Desde hace más de veinte años regenta su mercería, en la calle Blanquerna 22, con una decoración que la convierte en una tienda clásica. En ella también da clases de patchwork.

-¿Es verdad que veinte años no son nada?

-Pues en un sentido no son nada, porque yo creo que una tienda clásica como ésta, que socorre a la clienta, no debe perderse. El día que se pierda, se perderá también mucho calor humano.

-¿Por qué?

-Porque, igual que hace 20 años, las mujeres vienen a veces desesperadas, pidiendo tal cremallera o tal botón para arreglar ese vestido que se rompió y que quiere ponerse hoy. Cueste lo que cueste.

-Tendrá clientas muy antiguas...

-Sí. Hay muchas que, cuando abrí la mercería, tenían unos 65 años, y hoy siguen viniendo pero para comprar cremalleras para sus nietas, porque tengo quince variedades y más de cien colores.

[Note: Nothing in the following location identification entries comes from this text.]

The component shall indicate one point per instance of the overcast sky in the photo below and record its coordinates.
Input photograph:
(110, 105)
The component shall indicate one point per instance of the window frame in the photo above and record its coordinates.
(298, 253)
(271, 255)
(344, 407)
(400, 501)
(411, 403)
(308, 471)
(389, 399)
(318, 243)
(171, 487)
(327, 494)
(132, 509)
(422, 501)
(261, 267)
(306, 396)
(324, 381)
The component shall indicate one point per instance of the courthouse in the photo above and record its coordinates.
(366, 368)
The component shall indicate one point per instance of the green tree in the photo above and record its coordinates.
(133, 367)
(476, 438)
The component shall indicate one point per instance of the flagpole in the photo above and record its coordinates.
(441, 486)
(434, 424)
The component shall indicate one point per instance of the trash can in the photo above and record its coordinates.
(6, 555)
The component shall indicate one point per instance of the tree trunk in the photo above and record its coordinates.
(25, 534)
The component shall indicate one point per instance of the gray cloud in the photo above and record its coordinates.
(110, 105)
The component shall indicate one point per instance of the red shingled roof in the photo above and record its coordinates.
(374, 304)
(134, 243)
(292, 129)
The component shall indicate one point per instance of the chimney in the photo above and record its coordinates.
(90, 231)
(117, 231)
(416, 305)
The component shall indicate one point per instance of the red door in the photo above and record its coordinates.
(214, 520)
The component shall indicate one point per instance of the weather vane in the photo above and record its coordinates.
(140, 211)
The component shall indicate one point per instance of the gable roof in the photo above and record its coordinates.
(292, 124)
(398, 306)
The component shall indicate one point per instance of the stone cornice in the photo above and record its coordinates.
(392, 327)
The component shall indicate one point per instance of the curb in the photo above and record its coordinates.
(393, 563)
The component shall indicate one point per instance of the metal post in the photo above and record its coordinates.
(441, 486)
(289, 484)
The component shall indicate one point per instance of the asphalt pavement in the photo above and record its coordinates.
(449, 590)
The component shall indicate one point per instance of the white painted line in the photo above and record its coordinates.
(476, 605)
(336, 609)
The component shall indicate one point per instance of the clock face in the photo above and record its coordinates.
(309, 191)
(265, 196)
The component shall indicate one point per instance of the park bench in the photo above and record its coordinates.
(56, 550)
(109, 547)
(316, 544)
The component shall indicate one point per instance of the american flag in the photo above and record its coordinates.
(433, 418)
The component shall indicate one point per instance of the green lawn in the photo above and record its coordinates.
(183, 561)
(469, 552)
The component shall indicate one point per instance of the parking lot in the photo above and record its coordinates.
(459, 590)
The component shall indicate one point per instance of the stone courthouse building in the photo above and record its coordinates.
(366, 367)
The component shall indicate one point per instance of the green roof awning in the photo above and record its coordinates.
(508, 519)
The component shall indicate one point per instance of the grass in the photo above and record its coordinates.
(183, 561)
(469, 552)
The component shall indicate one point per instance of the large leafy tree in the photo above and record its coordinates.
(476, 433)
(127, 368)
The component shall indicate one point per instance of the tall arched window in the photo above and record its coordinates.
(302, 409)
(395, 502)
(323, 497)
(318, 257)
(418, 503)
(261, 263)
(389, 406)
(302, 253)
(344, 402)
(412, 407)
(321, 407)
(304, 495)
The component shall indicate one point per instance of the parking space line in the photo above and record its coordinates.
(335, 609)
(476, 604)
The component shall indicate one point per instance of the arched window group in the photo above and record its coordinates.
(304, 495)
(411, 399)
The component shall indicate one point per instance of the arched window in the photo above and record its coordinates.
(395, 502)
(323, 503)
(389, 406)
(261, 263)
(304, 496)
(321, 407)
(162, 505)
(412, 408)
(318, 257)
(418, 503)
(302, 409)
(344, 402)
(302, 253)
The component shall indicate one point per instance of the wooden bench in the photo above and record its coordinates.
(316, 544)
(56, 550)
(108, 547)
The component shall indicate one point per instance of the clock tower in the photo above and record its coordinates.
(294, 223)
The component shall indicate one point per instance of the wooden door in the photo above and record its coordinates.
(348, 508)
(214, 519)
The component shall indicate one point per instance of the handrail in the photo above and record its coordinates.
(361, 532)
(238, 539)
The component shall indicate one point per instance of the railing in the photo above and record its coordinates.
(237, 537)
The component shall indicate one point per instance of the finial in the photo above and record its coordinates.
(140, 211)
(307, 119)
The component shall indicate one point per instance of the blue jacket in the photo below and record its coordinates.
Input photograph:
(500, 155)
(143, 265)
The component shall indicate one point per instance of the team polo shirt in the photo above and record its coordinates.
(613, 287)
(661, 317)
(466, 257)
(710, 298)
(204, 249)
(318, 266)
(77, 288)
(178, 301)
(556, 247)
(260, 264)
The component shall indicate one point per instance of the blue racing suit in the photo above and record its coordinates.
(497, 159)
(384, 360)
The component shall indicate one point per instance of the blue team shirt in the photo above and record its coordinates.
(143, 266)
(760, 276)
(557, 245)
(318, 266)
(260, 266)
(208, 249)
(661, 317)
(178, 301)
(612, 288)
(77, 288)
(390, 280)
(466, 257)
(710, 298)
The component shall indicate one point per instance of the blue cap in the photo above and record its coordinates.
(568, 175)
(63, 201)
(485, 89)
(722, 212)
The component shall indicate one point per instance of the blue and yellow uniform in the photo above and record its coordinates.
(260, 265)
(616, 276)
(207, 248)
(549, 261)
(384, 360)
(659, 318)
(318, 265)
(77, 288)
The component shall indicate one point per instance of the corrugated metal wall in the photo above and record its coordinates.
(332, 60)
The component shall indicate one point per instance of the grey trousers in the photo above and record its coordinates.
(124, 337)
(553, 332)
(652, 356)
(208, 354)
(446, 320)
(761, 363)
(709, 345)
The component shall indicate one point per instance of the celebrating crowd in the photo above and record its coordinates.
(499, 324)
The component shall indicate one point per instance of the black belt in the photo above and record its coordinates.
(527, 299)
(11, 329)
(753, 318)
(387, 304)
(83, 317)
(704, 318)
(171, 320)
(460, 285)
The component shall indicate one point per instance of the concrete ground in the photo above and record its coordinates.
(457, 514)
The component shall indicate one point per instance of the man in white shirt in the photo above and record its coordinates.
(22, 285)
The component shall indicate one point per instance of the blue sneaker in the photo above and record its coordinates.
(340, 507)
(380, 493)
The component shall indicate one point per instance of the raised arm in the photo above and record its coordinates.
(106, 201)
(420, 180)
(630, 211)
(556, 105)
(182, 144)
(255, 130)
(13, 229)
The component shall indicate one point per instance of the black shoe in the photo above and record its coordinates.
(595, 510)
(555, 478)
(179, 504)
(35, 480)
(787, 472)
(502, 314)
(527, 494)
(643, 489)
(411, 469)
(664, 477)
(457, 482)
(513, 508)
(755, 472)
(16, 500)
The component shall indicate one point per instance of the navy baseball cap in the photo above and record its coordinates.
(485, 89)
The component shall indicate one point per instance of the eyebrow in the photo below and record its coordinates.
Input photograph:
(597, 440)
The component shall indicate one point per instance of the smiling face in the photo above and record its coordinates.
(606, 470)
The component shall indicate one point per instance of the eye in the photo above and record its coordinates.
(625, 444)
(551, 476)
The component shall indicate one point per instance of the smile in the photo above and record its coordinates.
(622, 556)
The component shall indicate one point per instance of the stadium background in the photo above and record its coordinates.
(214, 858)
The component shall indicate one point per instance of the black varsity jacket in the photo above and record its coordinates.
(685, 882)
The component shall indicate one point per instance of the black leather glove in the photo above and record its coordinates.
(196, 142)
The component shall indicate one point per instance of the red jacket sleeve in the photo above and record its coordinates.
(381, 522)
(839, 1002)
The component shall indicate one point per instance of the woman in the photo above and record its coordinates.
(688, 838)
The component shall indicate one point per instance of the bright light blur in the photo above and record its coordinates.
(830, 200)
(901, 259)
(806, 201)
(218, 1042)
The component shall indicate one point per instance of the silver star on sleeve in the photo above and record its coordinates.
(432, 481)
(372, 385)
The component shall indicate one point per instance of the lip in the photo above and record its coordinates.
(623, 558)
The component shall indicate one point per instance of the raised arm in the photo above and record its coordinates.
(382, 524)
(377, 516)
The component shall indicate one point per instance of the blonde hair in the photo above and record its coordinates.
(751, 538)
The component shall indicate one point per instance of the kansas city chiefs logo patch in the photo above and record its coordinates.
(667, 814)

Y, lamentablemente, muchas otras clientas ya han muerto.

-¿Por qué da también clases de patchwork?

-Ha sido una manera de competir con los negocios de todo a cien, porque no podía vender un sostén a siete euros cuando ellos lo hacían a cincuenta céntimos; y, por otro lado, porque el color es sinónimo de alegría.